# Please identify these 5 plants from Aqua Journal...



## majordude (Jul 24, 2011)

Please see the attached photo.

I really like "A"... not sure what it is or how tall it grows.

I assume "C" is Dwarf Baby Tears.

And "D" and "E" might be the same thing but I'm not sure.
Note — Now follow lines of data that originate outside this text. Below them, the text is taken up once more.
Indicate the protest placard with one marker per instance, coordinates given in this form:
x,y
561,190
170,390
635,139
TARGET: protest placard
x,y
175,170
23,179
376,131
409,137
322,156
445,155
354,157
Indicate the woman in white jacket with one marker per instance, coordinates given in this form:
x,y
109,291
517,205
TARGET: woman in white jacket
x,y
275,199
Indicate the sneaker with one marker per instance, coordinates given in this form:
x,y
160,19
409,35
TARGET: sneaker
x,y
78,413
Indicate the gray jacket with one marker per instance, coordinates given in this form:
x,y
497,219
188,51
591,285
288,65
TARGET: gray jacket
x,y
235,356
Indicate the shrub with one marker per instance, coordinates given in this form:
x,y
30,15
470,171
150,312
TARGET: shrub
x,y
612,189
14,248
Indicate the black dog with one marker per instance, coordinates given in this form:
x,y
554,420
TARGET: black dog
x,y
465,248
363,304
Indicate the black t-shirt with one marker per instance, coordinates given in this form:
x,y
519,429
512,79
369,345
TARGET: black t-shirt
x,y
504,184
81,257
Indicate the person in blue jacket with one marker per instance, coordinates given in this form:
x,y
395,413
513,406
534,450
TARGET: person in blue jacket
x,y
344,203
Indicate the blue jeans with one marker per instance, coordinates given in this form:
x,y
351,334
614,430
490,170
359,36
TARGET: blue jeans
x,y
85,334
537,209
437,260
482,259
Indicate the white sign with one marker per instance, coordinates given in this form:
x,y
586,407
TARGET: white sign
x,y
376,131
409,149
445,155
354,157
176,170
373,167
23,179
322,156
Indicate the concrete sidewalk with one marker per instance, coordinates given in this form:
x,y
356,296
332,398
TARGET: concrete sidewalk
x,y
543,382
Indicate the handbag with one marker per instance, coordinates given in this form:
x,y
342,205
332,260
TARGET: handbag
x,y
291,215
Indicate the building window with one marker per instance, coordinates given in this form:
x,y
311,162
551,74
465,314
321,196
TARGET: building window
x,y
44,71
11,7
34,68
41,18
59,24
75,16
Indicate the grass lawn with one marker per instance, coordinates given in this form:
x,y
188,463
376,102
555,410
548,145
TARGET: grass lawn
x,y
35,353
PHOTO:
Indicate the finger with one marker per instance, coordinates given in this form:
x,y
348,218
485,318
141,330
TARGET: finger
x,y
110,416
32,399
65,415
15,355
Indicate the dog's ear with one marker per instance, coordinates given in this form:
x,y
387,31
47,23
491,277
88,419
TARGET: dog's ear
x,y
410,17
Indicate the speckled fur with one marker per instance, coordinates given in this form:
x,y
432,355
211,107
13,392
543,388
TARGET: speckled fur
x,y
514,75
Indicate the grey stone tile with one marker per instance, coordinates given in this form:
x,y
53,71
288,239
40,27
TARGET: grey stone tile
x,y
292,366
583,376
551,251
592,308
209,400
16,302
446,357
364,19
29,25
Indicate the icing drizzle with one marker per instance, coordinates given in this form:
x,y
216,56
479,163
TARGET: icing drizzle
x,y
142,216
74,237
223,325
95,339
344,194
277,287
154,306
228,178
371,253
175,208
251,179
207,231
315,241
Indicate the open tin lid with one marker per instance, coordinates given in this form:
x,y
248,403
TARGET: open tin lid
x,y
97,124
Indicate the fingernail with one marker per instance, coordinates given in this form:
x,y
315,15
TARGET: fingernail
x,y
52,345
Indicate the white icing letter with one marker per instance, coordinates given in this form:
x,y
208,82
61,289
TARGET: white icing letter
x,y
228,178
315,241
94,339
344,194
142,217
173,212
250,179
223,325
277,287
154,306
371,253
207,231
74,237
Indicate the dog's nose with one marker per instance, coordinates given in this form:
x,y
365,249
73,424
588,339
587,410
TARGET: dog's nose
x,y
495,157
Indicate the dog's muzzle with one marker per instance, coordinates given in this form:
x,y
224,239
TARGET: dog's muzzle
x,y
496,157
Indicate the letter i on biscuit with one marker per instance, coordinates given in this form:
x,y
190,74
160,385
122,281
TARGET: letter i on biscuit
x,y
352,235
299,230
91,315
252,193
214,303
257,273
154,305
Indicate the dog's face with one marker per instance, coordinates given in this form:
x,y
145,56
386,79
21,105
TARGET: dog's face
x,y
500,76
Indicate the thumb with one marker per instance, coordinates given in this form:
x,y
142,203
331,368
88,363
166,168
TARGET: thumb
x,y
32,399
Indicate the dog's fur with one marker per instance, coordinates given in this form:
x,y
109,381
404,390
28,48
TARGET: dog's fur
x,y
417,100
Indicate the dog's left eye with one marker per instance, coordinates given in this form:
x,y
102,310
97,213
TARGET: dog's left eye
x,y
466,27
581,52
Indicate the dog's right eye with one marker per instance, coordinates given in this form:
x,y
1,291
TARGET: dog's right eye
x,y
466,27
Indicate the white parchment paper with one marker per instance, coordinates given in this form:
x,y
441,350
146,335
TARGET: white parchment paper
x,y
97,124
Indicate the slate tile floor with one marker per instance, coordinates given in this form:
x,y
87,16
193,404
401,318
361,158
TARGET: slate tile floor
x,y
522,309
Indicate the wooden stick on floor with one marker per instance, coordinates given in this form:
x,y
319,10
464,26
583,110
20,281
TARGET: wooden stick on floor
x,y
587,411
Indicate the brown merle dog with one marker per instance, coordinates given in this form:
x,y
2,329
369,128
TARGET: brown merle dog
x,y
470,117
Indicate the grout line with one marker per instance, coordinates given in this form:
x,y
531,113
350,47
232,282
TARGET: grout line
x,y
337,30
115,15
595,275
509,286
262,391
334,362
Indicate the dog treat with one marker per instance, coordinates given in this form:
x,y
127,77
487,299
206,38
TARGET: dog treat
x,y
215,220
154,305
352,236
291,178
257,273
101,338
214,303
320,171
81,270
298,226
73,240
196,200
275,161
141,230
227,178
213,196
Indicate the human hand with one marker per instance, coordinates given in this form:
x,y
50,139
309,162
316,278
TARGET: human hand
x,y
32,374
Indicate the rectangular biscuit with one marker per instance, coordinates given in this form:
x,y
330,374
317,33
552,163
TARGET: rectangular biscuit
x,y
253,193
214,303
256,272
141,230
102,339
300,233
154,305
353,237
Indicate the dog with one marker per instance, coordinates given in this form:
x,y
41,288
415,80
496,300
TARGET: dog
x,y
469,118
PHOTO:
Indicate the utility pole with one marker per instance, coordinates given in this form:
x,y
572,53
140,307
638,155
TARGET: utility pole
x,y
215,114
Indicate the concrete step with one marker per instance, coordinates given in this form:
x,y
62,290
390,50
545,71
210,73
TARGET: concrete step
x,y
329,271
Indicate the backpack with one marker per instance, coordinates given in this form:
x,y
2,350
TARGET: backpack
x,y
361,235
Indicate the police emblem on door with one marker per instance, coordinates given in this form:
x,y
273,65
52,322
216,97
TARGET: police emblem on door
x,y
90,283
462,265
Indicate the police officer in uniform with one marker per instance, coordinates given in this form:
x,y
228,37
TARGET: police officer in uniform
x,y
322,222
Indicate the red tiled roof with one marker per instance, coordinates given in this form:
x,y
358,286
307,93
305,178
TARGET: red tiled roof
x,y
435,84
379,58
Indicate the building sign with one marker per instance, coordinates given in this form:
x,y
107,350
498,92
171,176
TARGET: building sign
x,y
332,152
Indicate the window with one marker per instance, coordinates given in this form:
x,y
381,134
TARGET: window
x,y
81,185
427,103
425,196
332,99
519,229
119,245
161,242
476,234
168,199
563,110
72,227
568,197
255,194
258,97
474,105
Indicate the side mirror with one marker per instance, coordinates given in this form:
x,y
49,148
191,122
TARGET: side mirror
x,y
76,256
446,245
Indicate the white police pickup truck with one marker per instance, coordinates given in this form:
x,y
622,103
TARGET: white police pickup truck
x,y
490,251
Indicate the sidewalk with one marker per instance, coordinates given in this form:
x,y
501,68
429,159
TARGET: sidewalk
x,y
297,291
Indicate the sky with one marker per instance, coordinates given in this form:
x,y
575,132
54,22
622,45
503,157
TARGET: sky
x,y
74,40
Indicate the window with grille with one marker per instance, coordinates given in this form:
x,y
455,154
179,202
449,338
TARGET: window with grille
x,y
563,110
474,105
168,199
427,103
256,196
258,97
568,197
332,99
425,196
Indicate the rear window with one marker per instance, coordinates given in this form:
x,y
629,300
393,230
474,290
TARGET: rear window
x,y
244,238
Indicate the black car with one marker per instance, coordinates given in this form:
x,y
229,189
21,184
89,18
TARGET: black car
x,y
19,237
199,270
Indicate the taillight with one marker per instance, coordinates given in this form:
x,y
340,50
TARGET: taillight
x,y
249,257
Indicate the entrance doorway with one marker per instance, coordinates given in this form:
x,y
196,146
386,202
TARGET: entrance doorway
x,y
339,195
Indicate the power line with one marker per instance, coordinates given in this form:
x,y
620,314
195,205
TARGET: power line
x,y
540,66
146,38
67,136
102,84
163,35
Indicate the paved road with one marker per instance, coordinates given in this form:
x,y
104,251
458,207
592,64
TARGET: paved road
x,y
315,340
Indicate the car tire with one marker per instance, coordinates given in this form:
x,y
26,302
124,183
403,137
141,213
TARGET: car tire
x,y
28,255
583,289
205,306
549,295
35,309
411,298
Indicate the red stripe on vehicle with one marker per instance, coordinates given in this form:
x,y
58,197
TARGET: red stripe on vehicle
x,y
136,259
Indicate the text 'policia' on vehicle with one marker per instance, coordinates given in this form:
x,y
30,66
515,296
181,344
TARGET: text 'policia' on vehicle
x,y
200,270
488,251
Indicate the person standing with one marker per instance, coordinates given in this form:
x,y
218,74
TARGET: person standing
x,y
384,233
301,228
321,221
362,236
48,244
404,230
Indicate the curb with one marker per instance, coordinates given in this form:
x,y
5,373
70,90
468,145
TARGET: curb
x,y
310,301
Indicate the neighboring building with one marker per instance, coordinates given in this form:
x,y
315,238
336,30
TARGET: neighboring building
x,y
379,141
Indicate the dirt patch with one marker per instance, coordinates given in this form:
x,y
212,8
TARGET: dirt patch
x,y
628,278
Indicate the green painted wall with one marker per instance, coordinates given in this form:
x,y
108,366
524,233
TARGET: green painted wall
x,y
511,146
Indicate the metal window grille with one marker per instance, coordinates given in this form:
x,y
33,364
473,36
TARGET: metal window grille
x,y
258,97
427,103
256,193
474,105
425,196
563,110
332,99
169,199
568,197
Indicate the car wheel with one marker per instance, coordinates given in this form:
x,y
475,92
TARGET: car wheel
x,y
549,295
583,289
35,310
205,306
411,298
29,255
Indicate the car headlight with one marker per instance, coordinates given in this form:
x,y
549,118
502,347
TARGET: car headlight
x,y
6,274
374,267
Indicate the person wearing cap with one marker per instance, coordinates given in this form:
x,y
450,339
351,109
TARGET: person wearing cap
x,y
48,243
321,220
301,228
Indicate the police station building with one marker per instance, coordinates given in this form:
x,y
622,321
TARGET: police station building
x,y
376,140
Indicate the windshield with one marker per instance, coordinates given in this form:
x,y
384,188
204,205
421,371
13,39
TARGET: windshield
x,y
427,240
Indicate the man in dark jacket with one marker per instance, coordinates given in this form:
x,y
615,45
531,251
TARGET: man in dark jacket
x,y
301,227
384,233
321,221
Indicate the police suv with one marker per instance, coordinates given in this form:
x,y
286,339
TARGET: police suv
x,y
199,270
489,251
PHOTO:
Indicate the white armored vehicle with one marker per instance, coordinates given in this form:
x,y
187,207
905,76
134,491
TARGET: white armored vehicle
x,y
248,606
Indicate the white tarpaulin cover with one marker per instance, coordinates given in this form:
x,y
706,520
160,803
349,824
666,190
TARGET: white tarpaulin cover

Are there just 4 or 5 plants in this photo?


----------



## catwat (Oct 5, 2009)

(A) Aponogeton madagascariensis aka Madagascar Lace

(B) Helanthium tenellum 

(C) Glossostigma elatinoides


----------



## miremonster (Mar 26, 2006)

(D) Helanthium bolivianum aka Echinodorus bolivianus
(E) Vallisneria nana?
May be a known scape (from Amano?), with published description and plant list somewhere.


----------



## majordude (Jul 24, 2011)

My club site thinks it's:

A) Aponogeton Madagascarensis
B) Echinodorus tenellus narrow leaf
C) Glossostigma
D) Dwarf sags
E) Italian vals



And on the "A"... the leafs don't look empty to me. It looks like it's all green, not just the veins.


----------



## Cavan Allen (Jul 22, 2004)

I think the first two responses have all the correct answers, current names included.


----------